Betty’s Burgers: the key to successful expansion
Just when it looks like we’ve reached peak burger season, another of the souped-up sandwiches appears. They’re a stalwart of fast casual dining, but some variations are anything but chill.
Enter Betty’s Burgers. The burger hut with beach shack vibes could please the most diehard David Chang acolytes, keeping things simple with a tight menu of just six American-style burgers with sides, thickshakes and concretes — better known as frozen custard ice-creams mixed with ingredients ranging from honeycomb and hot fudge to passionfruit cream and raspberries.
The brand was created when David Hales, Nik Rollison and Michael Tripp saw an opening in the Sunshine Coast’s dining market.
“We saw a gap in the market, particularly in Noosa, for fast casual offerings that were approachable, fresh, fast and appealing to a broad demographic,” says Tripp, Betty’s Burgers head chef.
The trio bounced around a few concepts, landing on burgers after assessing the market against their experiences dining around the world. After collaborating with designer Paul Kelly to tie the look, feel, product and people together in a complete package, Betty’s Burgers was born and the mayhem begun.
“The interest in Betty’s was crazy from day one — we had a franchisor request on the first day the restaurant opened,” says Tripp.
Although that may sound unbelievable for a single-venue brand operating in a shire of just over 55,000 people, Noosa turned out to be the perfect test site for what has become a multi-state operation.

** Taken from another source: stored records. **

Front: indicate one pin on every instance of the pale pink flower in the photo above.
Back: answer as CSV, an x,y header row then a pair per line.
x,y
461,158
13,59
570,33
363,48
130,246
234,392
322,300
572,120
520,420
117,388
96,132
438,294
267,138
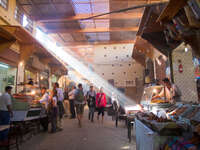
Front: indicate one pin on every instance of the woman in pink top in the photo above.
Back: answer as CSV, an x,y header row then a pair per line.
x,y
101,103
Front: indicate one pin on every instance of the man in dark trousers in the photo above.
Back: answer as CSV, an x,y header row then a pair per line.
x,y
91,100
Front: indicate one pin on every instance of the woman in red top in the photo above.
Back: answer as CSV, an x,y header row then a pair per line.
x,y
101,103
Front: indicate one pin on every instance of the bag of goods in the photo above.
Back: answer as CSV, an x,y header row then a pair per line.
x,y
193,113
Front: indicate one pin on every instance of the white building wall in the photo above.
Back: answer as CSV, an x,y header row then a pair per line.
x,y
116,62
185,80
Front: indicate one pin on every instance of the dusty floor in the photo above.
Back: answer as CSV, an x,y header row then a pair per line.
x,y
93,136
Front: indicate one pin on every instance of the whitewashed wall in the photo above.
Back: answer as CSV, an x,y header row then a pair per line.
x,y
185,80
115,62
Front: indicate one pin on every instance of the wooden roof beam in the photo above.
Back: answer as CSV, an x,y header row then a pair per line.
x,y
58,18
92,30
73,44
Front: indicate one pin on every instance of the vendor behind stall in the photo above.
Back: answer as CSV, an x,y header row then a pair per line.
x,y
5,112
170,91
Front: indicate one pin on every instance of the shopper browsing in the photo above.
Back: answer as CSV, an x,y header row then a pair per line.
x,y
91,100
5,112
53,110
79,104
71,102
44,100
101,103
60,98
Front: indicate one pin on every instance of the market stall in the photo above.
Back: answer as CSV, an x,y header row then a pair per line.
x,y
163,125
24,107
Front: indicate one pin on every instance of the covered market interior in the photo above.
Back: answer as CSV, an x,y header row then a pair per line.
x,y
61,59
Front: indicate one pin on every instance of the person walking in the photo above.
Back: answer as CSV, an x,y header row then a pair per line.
x,y
5,113
91,100
71,102
60,98
53,110
101,104
79,104
44,100
66,102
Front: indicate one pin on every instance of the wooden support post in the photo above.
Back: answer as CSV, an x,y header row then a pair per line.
x,y
26,50
5,45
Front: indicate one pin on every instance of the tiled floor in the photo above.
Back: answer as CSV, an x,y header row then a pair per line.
x,y
93,136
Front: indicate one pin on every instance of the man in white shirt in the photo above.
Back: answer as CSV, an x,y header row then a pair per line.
x,y
5,112
60,96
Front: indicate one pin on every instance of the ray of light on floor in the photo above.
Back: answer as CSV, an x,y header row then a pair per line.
x,y
68,59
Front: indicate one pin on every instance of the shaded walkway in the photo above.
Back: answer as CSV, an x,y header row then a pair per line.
x,y
92,136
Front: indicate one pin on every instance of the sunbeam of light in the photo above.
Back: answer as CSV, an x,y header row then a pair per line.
x,y
65,58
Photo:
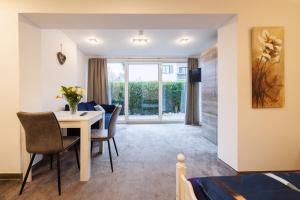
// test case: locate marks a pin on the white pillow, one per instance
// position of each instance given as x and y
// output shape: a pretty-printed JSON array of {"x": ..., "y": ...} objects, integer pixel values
[{"x": 98, "y": 108}]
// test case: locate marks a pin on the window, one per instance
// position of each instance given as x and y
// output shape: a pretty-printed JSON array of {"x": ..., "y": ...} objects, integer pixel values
[
  {"x": 167, "y": 69},
  {"x": 148, "y": 91}
]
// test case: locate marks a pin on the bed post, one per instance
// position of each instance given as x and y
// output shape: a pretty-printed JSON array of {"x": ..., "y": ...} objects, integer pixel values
[{"x": 180, "y": 171}]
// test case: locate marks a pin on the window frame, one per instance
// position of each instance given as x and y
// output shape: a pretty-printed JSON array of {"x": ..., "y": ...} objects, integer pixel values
[{"x": 160, "y": 62}]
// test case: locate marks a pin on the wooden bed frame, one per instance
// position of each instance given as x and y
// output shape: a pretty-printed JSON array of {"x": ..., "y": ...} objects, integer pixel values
[{"x": 184, "y": 188}]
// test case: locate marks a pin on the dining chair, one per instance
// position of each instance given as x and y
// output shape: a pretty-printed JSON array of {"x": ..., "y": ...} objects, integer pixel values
[
  {"x": 100, "y": 135},
  {"x": 43, "y": 136}
]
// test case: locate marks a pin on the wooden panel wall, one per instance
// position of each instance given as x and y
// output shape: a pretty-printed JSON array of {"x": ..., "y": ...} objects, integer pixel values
[{"x": 208, "y": 63}]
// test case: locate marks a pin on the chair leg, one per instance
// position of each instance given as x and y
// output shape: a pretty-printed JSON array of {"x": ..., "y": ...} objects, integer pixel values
[
  {"x": 77, "y": 157},
  {"x": 58, "y": 174},
  {"x": 92, "y": 144},
  {"x": 51, "y": 161},
  {"x": 115, "y": 146},
  {"x": 111, "y": 165},
  {"x": 27, "y": 173}
]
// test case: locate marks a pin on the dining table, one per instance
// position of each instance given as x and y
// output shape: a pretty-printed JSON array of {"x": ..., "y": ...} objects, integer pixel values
[{"x": 68, "y": 120}]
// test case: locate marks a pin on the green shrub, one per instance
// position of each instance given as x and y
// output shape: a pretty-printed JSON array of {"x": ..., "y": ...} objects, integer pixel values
[{"x": 143, "y": 96}]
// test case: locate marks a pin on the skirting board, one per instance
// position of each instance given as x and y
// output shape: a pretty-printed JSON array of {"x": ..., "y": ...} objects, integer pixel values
[{"x": 10, "y": 176}]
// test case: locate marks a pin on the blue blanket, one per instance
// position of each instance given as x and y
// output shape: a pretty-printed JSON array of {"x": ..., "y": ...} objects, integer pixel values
[{"x": 254, "y": 186}]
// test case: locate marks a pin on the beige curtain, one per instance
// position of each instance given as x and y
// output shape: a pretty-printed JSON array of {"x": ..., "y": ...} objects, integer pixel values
[
  {"x": 97, "y": 81},
  {"x": 192, "y": 97}
]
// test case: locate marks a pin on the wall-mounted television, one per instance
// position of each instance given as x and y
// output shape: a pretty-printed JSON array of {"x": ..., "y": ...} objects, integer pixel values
[{"x": 195, "y": 75}]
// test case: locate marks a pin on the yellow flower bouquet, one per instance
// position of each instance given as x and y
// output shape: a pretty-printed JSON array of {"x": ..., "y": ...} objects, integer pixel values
[{"x": 73, "y": 95}]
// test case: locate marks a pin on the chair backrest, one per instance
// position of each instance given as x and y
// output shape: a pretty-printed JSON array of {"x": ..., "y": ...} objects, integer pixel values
[
  {"x": 42, "y": 132},
  {"x": 112, "y": 122}
]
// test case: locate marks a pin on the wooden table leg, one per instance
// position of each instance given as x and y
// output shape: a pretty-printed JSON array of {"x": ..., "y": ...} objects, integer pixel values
[
  {"x": 102, "y": 125},
  {"x": 85, "y": 151},
  {"x": 25, "y": 157}
]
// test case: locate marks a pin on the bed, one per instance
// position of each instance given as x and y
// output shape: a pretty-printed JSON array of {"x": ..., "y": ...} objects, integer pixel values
[{"x": 250, "y": 186}]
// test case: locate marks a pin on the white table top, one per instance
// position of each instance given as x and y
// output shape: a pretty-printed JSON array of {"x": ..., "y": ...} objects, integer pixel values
[{"x": 67, "y": 116}]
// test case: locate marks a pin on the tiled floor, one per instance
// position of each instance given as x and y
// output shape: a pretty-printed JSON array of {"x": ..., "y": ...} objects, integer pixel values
[{"x": 145, "y": 169}]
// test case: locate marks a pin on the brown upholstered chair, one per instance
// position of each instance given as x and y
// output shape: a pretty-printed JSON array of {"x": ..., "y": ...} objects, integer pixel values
[
  {"x": 107, "y": 134},
  {"x": 43, "y": 136}
]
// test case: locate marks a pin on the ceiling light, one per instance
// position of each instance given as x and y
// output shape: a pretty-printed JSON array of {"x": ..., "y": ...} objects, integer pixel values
[
  {"x": 183, "y": 40},
  {"x": 140, "y": 39},
  {"x": 93, "y": 40}
]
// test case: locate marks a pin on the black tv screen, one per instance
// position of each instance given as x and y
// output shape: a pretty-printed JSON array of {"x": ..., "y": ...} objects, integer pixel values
[{"x": 195, "y": 75}]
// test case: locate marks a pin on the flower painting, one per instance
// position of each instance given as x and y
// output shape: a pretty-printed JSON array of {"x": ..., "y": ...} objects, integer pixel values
[{"x": 267, "y": 67}]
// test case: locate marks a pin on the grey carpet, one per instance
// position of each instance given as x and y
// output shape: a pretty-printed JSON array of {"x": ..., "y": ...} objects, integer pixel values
[{"x": 144, "y": 170}]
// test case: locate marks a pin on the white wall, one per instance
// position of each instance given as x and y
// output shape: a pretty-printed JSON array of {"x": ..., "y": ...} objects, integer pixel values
[
  {"x": 39, "y": 69},
  {"x": 30, "y": 66},
  {"x": 267, "y": 139},
  {"x": 53, "y": 74},
  {"x": 227, "y": 94}
]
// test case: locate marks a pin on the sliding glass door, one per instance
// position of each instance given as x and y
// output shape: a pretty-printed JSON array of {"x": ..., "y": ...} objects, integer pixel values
[
  {"x": 148, "y": 91},
  {"x": 116, "y": 85},
  {"x": 174, "y": 77},
  {"x": 143, "y": 86}
]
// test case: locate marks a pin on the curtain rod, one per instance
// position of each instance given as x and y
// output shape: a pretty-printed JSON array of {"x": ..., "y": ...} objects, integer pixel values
[{"x": 136, "y": 58}]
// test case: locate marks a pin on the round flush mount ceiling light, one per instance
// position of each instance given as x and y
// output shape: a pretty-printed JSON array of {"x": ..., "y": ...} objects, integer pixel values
[
  {"x": 183, "y": 40},
  {"x": 94, "y": 40},
  {"x": 140, "y": 39}
]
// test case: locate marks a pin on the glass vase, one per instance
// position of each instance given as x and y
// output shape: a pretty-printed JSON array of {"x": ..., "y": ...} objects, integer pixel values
[{"x": 73, "y": 108}]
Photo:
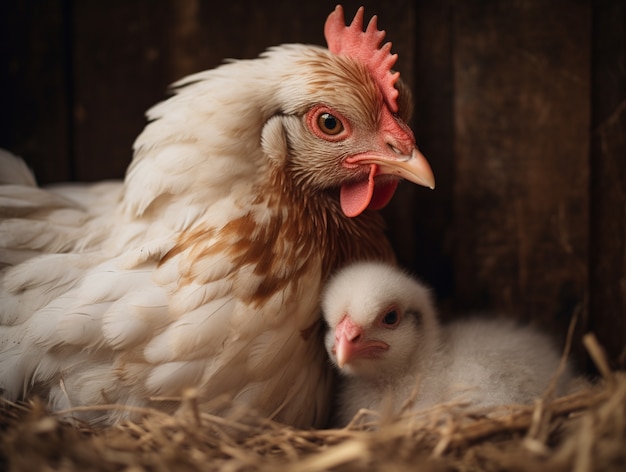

“The amount of people who come to Noosa and say ‘We love Betty’s, when are you coming to…’ gave us confidence,” says Tripp.
With the number of stores fast approaching 10 and spanning Melbourne, Sydney, the Gold Coast, Brisbane and Toowoomba, as well as Noosa, maybe now is the time to try a franchise model.
“At this stage, we haven’t actually entertained it at all,” says Tripp. “One, we aren’t there yet. Two, we really want to maintain control. We want to hire the people and we want to control the product that goes out.”
What does complete control look like and how do they achieve it? To begin with lot of Betty’s ingredients are made in-house — including the sauces — or prepped from scratch.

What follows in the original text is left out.